Surprise, surprise! Children know where the trigger is on a gun, how to pull it and are fascinated by this lethal weapon.
These are the findings to be presented tonight on 20/20 (Pearl, 8pm) to convince Americans tighter gun controls are needed. In A World Full Of Guns, Diane Sawyer reports that while nearly half of all American homes with children contain guns, research shows that most of those children know how to find the weapons and have a sophisticated knowledge of how to use them.
In a 'unique' experiment, 20/20 placed real guns (unloaded and disabled) in a playroom at a day-care centre to see what the children would do with them. The children had previously been warned they should not play with such weapons and should inform an adult if they found one.
20/20 seems a little out of touch with the nature of children and the culture they have grown up in to be surprised that many ignored the warnings and instead began to experiment with what was on the table. Children cannot be blamed. After all, they have been given enough practice.

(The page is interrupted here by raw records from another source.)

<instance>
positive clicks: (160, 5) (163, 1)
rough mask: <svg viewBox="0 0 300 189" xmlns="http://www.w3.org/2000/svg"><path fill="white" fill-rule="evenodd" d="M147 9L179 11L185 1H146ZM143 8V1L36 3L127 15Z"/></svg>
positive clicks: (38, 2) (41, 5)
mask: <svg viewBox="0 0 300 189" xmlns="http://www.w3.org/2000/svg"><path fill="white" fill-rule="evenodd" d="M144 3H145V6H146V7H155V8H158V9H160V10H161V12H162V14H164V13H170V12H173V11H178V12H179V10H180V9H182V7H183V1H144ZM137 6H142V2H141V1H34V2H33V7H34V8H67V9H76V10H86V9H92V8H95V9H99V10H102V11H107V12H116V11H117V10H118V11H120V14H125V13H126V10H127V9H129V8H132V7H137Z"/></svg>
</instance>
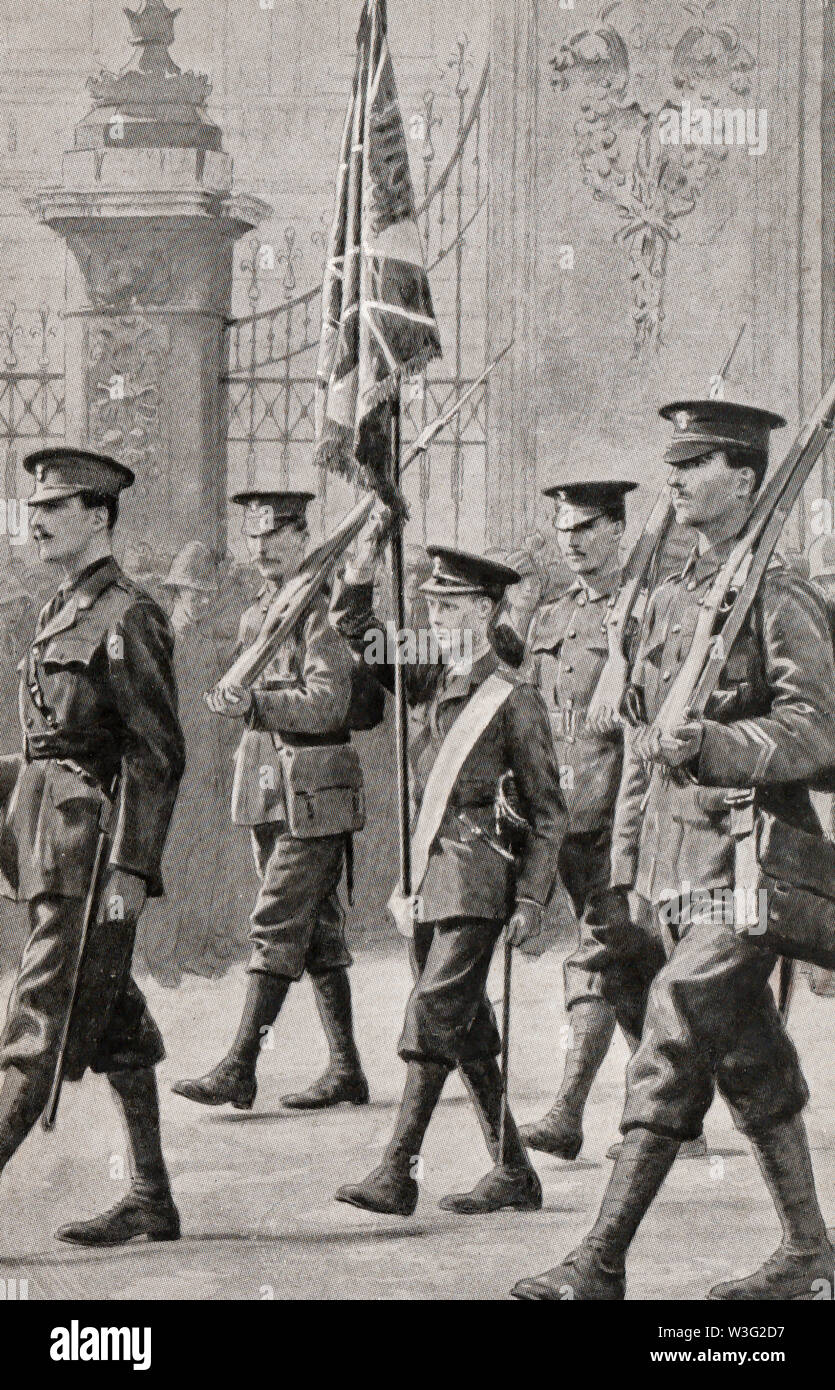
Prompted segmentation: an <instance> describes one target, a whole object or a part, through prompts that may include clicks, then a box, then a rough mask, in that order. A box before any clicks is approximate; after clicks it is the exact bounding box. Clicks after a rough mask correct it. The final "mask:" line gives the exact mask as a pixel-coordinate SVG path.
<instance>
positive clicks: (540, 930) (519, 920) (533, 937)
mask: <svg viewBox="0 0 835 1390" xmlns="http://www.w3.org/2000/svg"><path fill="white" fill-rule="evenodd" d="M542 917H543V909H542V906H540V903H538V902H534V901H532V899H531V898H520V899H518V902H517V905H515V910H514V913H513V917H511V919H510V922H509V923H507V940H509V942H510V945H511V947H524V945H525V944H527V942H531V941H534V940H535V938H536V937H538V935H539V934H540V931H542Z"/></svg>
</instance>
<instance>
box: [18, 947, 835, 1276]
mask: <svg viewBox="0 0 835 1390" xmlns="http://www.w3.org/2000/svg"><path fill="white" fill-rule="evenodd" d="M560 963H561V958H560V954H559V952H552V954H549V955H546V956H545V958H543V959H542V960H539V962H528V960H520V962H518V963H517V965H515V969H514V1020H513V1062H511V1066H513V1079H511V1093H513V1099H514V1106H515V1111H517V1116H518V1118H520V1119H529V1118H535V1116H538V1115H539V1113H540V1112H542V1109H543V1108H545V1106H546V1104H547V1102H549V1101H550V1094H552V1087H553V1084H554V1083H556V1080H557V1076H559V1070H560V1066H561V1054H560V1029H561V1027H563V1026H564V1022H565V1019H564V1015H563V1004H561V972H560ZM242 991H243V976H242V974H240V973H235V974H232V976H229V977H228V979H225V980H222V981H220V983H214V984H207V983H206V981H197V980H189V981H188V983H186V984H183V986H182V987H181V988H179V990H176V991H165V990H161V988H158V987H154V986H153V984H151V986H150V987H149V988H147V992H149V997H150V1001H151V1006H153V1011H154V1013H156V1016H157V1019H158V1020H160V1024H161V1026H163V1031H164V1034H165V1038H167V1045H168V1052H170V1058H168V1061H167V1062H165V1063H164V1066H163V1068H161V1087H163V1112H164V1126H165V1145H167V1154H168V1159H170V1165H171V1172H172V1176H174V1187H175V1193H176V1198H178V1202H179V1207H181V1211H182V1218H183V1230H185V1237H183V1240H182V1241H181V1243H179V1244H172V1245H147V1244H142V1245H140V1244H136V1245H132V1247H126V1248H124V1250H119V1251H115V1252H107V1254H89V1252H78V1254H76V1252H72V1251H64V1250H63V1248H61V1247H60V1245H57V1244H56V1243H54V1241H53V1238H51V1233H53V1230H54V1227H56V1226H57V1225H60V1223H61V1222H63V1220H67V1219H68V1218H71V1216H78V1215H86V1213H92V1212H94V1211H99V1209H101V1208H103V1207H106V1205H110V1204H111V1202H113V1201H114V1200H115V1198H117V1197H118V1195H119V1194H121V1191H122V1190H124V1184H122V1181H121V1172H122V1165H124V1140H122V1134H121V1127H119V1122H118V1119H117V1113H115V1111H114V1108H113V1105H111V1101H110V1095H108V1088H107V1083H106V1081H103V1080H100V1079H94V1077H88V1079H86V1080H85V1081H83V1083H82V1084H81V1086H72V1087H69V1088H68V1090H67V1093H65V1097H64V1104H63V1112H61V1118H60V1122H58V1129H57V1133H56V1134H54V1136H53V1137H47V1136H44V1134H42V1133H40V1131H36V1133H35V1134H32V1136H31V1138H29V1140H28V1143H26V1145H25V1147H24V1148H22V1150H21V1151H19V1154H18V1155H17V1158H15V1161H14V1162H13V1163H11V1165H10V1168H8V1169H7V1172H6V1173H4V1176H3V1179H1V1181H0V1279H6V1280H10V1279H18V1280H24V1279H25V1280H28V1283H29V1298H38V1297H42V1298H43V1297H51V1298H56V1297H68V1298H92V1297H96V1298H101V1297H104V1298H135V1297H139V1298H146V1297H151V1298H243V1300H246V1298H253V1300H257V1298H268V1297H271V1295H272V1297H275V1298H340V1297H360V1298H375V1300H379V1298H406V1300H407V1298H436V1297H438V1298H440V1297H443V1298H450V1297H453V1298H503V1297H504V1295H506V1291H507V1289H509V1287H510V1284H511V1283H513V1282H514V1279H515V1277H518V1276H520V1275H521V1273H527V1272H538V1270H540V1269H543V1268H546V1266H549V1265H550V1264H553V1262H554V1259H556V1257H559V1255H560V1254H563V1252H565V1251H567V1250H570V1248H571V1245H572V1243H575V1241H577V1238H578V1237H579V1236H581V1234H582V1233H584V1232H585V1230H586V1229H588V1225H589V1220H590V1219H592V1218H593V1215H595V1212H596V1208H597V1201H599V1197H600V1193H602V1190H603V1184H604V1180H606V1177H607V1173H609V1168H610V1165H609V1163H607V1162H606V1159H604V1151H606V1148H607V1145H609V1144H610V1143H611V1140H613V1137H615V1130H617V1122H618V1118H620V1097H621V1080H622V1070H624V1063H625V1047H624V1045H622V1042H620V1041H618V1045H617V1047H615V1048H614V1049H613V1052H611V1055H610V1058H609V1059H607V1063H606V1066H604V1069H603V1072H602V1074H600V1077H599V1080H597V1084H596V1087H595V1091H593V1095H592V1104H590V1108H589V1115H588V1126H586V1144H585V1148H584V1152H582V1156H581V1159H579V1162H577V1163H563V1162H560V1161H557V1159H547V1158H542V1159H540V1161H539V1159H538V1168H539V1172H540V1176H542V1180H543V1187H545V1211H543V1212H540V1213H538V1215H521V1213H520V1215H507V1216H504V1215H497V1216H489V1218H486V1216H485V1218H477V1219H471V1218H454V1216H452V1215H449V1213H445V1212H440V1211H439V1209H438V1205H436V1202H438V1198H439V1197H442V1195H443V1193H446V1191H450V1190H453V1191H454V1190H461V1188H463V1187H468V1186H471V1183H472V1181H474V1180H475V1179H477V1177H478V1176H479V1175H481V1173H482V1172H483V1170H485V1166H486V1155H485V1151H483V1145H482V1140H481V1134H479V1131H478V1126H477V1122H475V1118H474V1115H472V1112H471V1109H470V1106H468V1102H467V1099H465V1097H464V1093H463V1088H461V1087H460V1084H458V1081H457V1080H456V1079H453V1080H452V1081H450V1083H449V1087H447V1093H445V1099H443V1102H442V1106H440V1109H439V1112H438V1113H436V1116H435V1120H433V1123H432V1127H431V1131H429V1138H428V1143H427V1148H425V1176H424V1191H422V1195H421V1202H420V1205H418V1209H417V1213H415V1216H414V1218H413V1219H411V1220H399V1219H396V1218H374V1216H370V1215H365V1213H363V1212H358V1211H356V1209H353V1208H349V1207H342V1205H339V1204H336V1202H333V1201H332V1193H333V1190H335V1188H336V1187H338V1186H339V1183H342V1181H345V1180H347V1179H352V1177H360V1176H363V1175H364V1173H365V1172H367V1170H368V1169H370V1168H371V1166H372V1165H374V1163H375V1162H377V1158H378V1155H379V1151H381V1148H382V1147H383V1144H385V1141H386V1138H388V1134H389V1130H390V1126H392V1119H393V1112H395V1105H396V1098H397V1095H399V1090H400V1084H402V1077H403V1066H402V1063H400V1062H399V1061H397V1059H396V1056H395V1042H396V1037H397V1030H399V1024H400V1017H402V1009H403V1002H404V999H406V995H407V991H408V972H407V963H406V959H404V955H403V954H400V951H399V949H397V948H395V952H393V954H392V955H390V956H389V958H386V959H374V958H371V956H368V955H365V956H361V958H360V959H358V960H357V965H356V967H354V992H356V999H357V1015H358V1033H360V1038H361V1047H363V1054H364V1058H365V1063H367V1070H368V1074H370V1079H371V1087H372V1105H371V1106H368V1108H367V1109H358V1111H357V1109H352V1108H340V1109H338V1111H335V1112H326V1113H322V1115H318V1116H307V1118H306V1116H299V1115H289V1113H282V1111H281V1106H279V1097H281V1094H282V1093H283V1091H285V1090H289V1088H295V1087H297V1086H300V1084H301V1083H306V1081H307V1080H310V1079H313V1077H314V1076H315V1074H317V1073H318V1069H320V1068H321V1065H322V1063H324V1059H325V1048H324V1042H322V1040H321V1034H320V1030H318V1022H317V1017H315V1009H314V1002H313V998H311V994H310V987H308V986H307V984H301V986H299V987H297V988H296V990H295V991H293V992H292V997H290V1001H289V1005H288V1008H286V1009H285V1013H283V1016H282V1023H281V1027H279V1030H278V1034H276V1040H275V1049H274V1051H272V1052H267V1054H265V1055H264V1058H263V1062H261V1069H260V1087H261V1088H260V1094H258V1099H257V1102H256V1109H254V1111H253V1112H251V1113H250V1115H245V1113H238V1112H229V1113H226V1112H208V1111H201V1109H199V1108H196V1106H193V1105H190V1104H189V1102H188V1101H183V1099H179V1098H178V1097H174V1095H171V1094H170V1084H171V1081H172V1080H174V1079H175V1077H176V1076H181V1074H196V1073H197V1072H199V1070H201V1069H204V1066H206V1065H207V1063H211V1062H214V1061H215V1059H217V1058H218V1056H220V1055H221V1051H222V1048H224V1045H225V1042H226V1041H228V1038H229V1036H231V1031H232V1026H233V1023H235V1022H236V1016H238V1009H239V1004H240V998H242ZM490 992H492V997H493V998H495V999H497V998H499V994H500V977H499V976H496V973H495V974H493V980H492V991H490ZM792 1029H793V1033H795V1037H796V1041H797V1045H799V1048H800V1051H802V1055H803V1062H804V1066H806V1070H807V1076H809V1080H810V1086H811V1091H813V1104H811V1106H810V1111H809V1126H810V1133H811V1143H813V1150H814V1161H816V1169H817V1176H818V1186H820V1191H821V1198H822V1202H824V1208H825V1212H827V1216H828V1219H829V1222H831V1223H832V1220H834V1219H835V1186H834V1177H835V1162H834V1154H835V1140H834V1129H835V1120H834V1116H832V1068H831V1038H832V1033H834V1031H835V1001H827V999H816V998H814V997H813V995H811V994H810V992H809V991H807V988H806V986H804V984H803V983H802V984H800V986H799V990H797V994H796V998H795V1004H793V1016H792ZM707 1134H709V1141H710V1151H711V1156H710V1158H709V1159H703V1161H697V1162H678V1163H677V1166H675V1169H674V1172H672V1175H671V1177H670V1179H668V1181H667V1184H665V1187H664V1190H663V1193H661V1197H660V1200H659V1201H657V1202H656V1207H654V1209H653V1212H652V1213H650V1218H649V1219H647V1220H646V1223H645V1226H643V1229H642V1232H640V1233H639V1238H638V1241H636V1244H635V1247H634V1252H632V1258H631V1262H629V1297H632V1298H700V1297H703V1294H704V1291H706V1290H707V1287H709V1286H710V1283H711V1282H714V1280H716V1279H720V1277H725V1276H728V1275H731V1273H734V1272H736V1270H742V1269H746V1268H753V1266H754V1265H756V1264H759V1261H760V1259H761V1257H763V1255H766V1254H768V1252H770V1251H771V1250H772V1248H774V1245H775V1244H777V1240H778V1227H777V1220H775V1216H774V1212H772V1209H771V1205H770V1201H768V1198H767V1195H766V1191H764V1188H763V1184H761V1181H760V1177H759V1173H757V1170H756V1166H754V1162H753V1158H752V1156H750V1154H749V1151H747V1147H746V1144H745V1141H743V1140H741V1138H739V1136H736V1134H735V1131H734V1129H732V1126H731V1123H729V1119H728V1113H727V1111H725V1109H724V1106H722V1105H721V1104H717V1105H716V1106H714V1109H713V1112H711V1113H710V1116H709V1123H707Z"/></svg>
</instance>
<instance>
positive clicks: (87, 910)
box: [40, 774, 119, 1134]
mask: <svg viewBox="0 0 835 1390" xmlns="http://www.w3.org/2000/svg"><path fill="white" fill-rule="evenodd" d="M118 783H119V780H118V774H117V776H115V777H114V780H113V784H111V787H110V791H108V798H110V803H108V805H107V806H103V808H101V815H100V817H99V838H97V841H96V853H94V858H93V869H92V873H90V885H89V888H88V895H86V898H85V908H83V916H82V922H81V941H79V945H78V956H76V960H75V969H74V972H72V988H71V990H69V1004H68V1006H67V1013H65V1016H64V1027H63V1029H61V1044H60V1047H58V1056H57V1059H56V1069H54V1072H53V1084H51V1087H50V1093H49V1099H47V1102H46V1109H44V1112H43V1115H42V1118H40V1125H42V1127H43V1129H44V1130H46V1133H47V1134H49V1133H51V1130H54V1127H56V1119H57V1115H58V1102H60V1099H61V1090H63V1087H64V1069H65V1066H67V1051H68V1047H69V1034H71V1030H72V1020H74V1017H75V1011H76V1008H78V998H79V994H81V981H82V974H83V967H85V960H86V956H88V948H89V944H90V933H92V929H93V923H94V922H96V917H97V913H99V895H100V892H101V881H103V878H104V869H106V865H107V849H108V848H110V837H111V830H113V819H114V816H115V810H117V794H118Z"/></svg>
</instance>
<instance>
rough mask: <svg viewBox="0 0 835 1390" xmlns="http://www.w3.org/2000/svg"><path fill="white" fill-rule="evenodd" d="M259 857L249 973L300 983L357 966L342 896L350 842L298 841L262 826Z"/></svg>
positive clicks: (255, 834) (330, 836) (340, 840)
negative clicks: (277, 974) (345, 868)
mask: <svg viewBox="0 0 835 1390" xmlns="http://www.w3.org/2000/svg"><path fill="white" fill-rule="evenodd" d="M253 853H254V856H256V867H257V870H258V877H260V880H261V887H260V890H258V897H257V901H256V906H254V909H253V912H251V916H250V923H251V929H250V934H249V935H250V941H251V947H253V949H251V955H250V959H249V966H247V969H249V970H251V972H256V973H261V974H282V976H285V977H286V979H289V980H300V979H301V976H303V974H304V972H306V970H308V972H310V973H311V974H324V973H325V972H326V970H335V969H339V967H342V966H349V965H352V963H353V960H352V955H350V952H349V949H347V945H346V942H345V913H343V910H342V906H340V903H339V897H338V890H339V880H340V878H342V863H343V855H345V837H343V835H329V837H326V838H325V840H295V838H293V837H292V835H288V834H286V833H283V831H281V833H276V831H275V828H274V827H272V826H256V827H254V830H253Z"/></svg>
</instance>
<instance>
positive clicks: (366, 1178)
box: [336, 1062, 449, 1216]
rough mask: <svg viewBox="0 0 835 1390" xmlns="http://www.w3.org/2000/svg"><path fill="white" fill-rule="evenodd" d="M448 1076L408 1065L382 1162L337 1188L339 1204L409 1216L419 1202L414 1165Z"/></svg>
mask: <svg viewBox="0 0 835 1390" xmlns="http://www.w3.org/2000/svg"><path fill="white" fill-rule="evenodd" d="M447 1076H449V1068H447V1066H443V1065H442V1063H439V1062H410V1063H408V1066H407V1070H406V1087H404V1090H403V1099H402V1101H400V1113H399V1115H397V1123H396V1126H395V1133H393V1136H392V1140H390V1143H389V1147H388V1148H386V1151H385V1155H383V1161H382V1163H381V1165H379V1168H375V1169H374V1172H372V1173H368V1177H364V1179H363V1181H361V1183H346V1184H345V1187H340V1188H339V1191H338V1193H336V1201H338V1202H347V1204H349V1205H350V1207H361V1208H363V1209H364V1211H370V1212H379V1213H382V1215H385V1216H411V1213H413V1212H414V1209H415V1207H417V1201H418V1184H417V1181H415V1179H414V1177H413V1172H414V1165H415V1161H417V1158H418V1155H420V1152H421V1147H422V1143H424V1137H425V1133H427V1127H428V1125H429V1120H431V1118H432V1112H433V1109H435V1106H436V1105H438V1101H439V1099H440V1093H442V1090H443V1083H445V1081H446V1079H447Z"/></svg>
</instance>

Most boys will have had toy replicas to play with soon after learning to walk. A toy gun in a child's hands asks to be pointed and popped at another child. They know real guns are not made for popping at the air, but for killing people. As for the real McCoy, they have seen adults playing with them on TV screens - so why shouldn't they? No one should be surprised that there is a danger in putting guns and children together. There have been too many cases when children have been involved in accidents with guns, not to mention what happens when firearms are readily accessible to disturbed teenagers.
Those outside the United States find it difficult to understand why in any modern, civilised society the right to bear human-killing machines should be included in basic constitutional freedoms. Until there is greater control, many will shun the invitation to 'Come To Marlboro Country', a land of heroically armed city cowboys with the highest rate of gun-related crimes in the world.